A specialist in sarcasm, too.

“Yes-and worth quite a penny to you by now.”

Without having once broken his stride, Kramer continued on his way.

Kritzinger accosted him in the lavatory a minute or so later.

“ Ach, there you are, Lieutenant! I’ve been all round the building. They’ve got a possible identification for you.”

“Oh, yeth?”

Kritzinger tactfully averted his eyes. Kramer was washing a denture under the cold tap.

“That’s better; bloody hamburger had chips of bone in it. Got underneath. Go on, Bokkie.”

“There’s a boy aged twelve answering the description, including the birthmark, who was reported missing around midnight. Name’s Boetie Swanepoel and the address is 38 Schoeman Road.”

“Close by, isn’t it?”

“At the bottom of the hill, over the river. They last saw him at lunch.”

“But twelve years old and they only report it at midnight?”

“Told Central that they’d been to a special church meeting.”

“Hey?”

“I know, sir. Perhaps we’d better send a bloke around to clear up the details right away.”

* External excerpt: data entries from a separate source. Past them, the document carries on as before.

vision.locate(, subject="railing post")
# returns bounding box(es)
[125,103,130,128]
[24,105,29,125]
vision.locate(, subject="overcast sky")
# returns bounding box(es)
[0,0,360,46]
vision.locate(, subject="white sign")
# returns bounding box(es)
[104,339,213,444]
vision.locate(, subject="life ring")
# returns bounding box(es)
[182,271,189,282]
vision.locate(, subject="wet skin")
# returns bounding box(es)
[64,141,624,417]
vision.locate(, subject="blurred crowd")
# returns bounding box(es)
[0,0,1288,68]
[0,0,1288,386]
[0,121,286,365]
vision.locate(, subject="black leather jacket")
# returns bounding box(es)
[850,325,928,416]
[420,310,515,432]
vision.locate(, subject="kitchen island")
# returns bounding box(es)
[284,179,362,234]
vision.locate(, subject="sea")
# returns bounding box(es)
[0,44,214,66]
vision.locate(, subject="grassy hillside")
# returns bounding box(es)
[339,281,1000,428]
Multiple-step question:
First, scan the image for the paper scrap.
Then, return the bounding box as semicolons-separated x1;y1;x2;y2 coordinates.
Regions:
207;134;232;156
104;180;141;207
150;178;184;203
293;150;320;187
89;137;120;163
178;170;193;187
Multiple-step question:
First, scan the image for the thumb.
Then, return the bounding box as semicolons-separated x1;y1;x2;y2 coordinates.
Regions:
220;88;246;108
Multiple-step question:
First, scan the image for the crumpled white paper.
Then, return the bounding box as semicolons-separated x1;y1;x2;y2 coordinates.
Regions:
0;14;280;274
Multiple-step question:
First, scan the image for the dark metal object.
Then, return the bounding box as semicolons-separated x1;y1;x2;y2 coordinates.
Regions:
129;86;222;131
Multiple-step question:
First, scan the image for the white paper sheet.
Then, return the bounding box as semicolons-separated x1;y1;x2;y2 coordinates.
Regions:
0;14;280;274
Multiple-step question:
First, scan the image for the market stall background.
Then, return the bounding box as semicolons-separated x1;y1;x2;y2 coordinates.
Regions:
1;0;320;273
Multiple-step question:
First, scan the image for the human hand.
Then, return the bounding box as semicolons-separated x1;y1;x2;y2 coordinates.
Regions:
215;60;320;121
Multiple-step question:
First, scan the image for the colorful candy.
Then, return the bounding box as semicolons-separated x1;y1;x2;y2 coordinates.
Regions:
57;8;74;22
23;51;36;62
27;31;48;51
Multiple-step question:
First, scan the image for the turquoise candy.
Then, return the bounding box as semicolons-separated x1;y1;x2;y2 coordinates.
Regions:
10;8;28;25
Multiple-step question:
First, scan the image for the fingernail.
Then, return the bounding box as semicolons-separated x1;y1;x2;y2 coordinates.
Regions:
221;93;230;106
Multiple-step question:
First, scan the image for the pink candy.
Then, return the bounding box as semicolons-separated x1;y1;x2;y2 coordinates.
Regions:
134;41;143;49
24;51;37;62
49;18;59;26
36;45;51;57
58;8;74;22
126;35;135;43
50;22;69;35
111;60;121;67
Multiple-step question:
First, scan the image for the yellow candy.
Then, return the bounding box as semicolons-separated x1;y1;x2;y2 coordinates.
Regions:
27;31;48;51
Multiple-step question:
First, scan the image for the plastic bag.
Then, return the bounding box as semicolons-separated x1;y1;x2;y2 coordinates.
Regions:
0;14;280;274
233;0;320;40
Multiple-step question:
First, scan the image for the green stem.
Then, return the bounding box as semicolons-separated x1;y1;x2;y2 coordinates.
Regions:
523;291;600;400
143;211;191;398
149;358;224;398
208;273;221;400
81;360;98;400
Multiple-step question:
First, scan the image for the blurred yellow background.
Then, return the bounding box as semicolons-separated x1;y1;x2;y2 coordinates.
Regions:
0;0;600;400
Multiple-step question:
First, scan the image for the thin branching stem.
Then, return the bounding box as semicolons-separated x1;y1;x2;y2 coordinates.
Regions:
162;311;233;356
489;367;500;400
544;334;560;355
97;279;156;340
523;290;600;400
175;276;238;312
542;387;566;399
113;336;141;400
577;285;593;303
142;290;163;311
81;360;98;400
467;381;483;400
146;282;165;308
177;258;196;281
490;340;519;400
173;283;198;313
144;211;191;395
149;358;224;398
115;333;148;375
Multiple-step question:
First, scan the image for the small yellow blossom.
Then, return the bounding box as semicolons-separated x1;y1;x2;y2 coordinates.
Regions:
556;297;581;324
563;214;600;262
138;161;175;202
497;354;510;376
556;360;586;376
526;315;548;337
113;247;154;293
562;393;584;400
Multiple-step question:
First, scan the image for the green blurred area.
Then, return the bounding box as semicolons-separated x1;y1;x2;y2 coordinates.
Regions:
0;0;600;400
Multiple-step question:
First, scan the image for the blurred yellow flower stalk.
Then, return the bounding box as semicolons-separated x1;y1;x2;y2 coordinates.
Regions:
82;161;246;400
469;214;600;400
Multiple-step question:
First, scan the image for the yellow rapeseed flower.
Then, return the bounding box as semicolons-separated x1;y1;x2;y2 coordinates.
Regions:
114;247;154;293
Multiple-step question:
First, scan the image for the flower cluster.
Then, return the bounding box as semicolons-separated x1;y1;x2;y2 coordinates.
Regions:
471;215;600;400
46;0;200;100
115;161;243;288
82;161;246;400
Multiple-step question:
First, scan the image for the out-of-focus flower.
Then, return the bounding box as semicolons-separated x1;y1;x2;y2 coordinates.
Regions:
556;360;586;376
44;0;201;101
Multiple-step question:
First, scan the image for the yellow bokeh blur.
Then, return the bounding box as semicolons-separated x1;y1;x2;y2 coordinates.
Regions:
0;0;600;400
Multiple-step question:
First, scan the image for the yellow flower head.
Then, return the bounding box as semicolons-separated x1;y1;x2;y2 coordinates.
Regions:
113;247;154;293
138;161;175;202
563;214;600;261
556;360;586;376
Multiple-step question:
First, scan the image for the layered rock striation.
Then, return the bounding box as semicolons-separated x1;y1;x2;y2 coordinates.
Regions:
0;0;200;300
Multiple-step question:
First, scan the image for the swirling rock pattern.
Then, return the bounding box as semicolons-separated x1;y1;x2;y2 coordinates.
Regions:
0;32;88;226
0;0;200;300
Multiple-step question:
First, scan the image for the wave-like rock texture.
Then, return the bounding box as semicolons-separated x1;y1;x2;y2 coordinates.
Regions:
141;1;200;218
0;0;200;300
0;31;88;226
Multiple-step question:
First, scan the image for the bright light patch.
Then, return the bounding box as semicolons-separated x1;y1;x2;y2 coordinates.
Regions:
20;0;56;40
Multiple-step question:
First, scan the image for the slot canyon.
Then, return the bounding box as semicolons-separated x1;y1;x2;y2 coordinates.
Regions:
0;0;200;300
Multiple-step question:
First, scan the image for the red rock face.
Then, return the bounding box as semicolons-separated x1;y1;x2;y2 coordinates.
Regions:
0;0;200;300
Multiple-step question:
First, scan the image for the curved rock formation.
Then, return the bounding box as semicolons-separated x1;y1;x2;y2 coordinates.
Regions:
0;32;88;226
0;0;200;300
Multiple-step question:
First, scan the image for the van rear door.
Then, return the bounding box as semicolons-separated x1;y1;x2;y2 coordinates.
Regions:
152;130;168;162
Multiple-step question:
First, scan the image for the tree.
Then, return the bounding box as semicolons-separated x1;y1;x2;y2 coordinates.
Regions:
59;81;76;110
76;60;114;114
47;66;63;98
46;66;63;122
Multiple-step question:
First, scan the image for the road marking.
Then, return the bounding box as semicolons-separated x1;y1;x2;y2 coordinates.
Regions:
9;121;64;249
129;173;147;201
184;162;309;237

“Isn’t the father coming up?”

“Their minister asked if he could do it instead and the Colonel said yes.”

“So the Colonel’s here now?”

“In the ballroom, seeing to the briefing for you.”

“Thank God for that.”

Kritzinger grinned. Kramer’s total aversion to working with a team, let alone organizing one, was well known. Legendary, almost. In fact, there was a joke about it in the NCO’s mess which had for a punch line: “So the lieutenant says to her, ‘But of course I came by myself, lady!’ ”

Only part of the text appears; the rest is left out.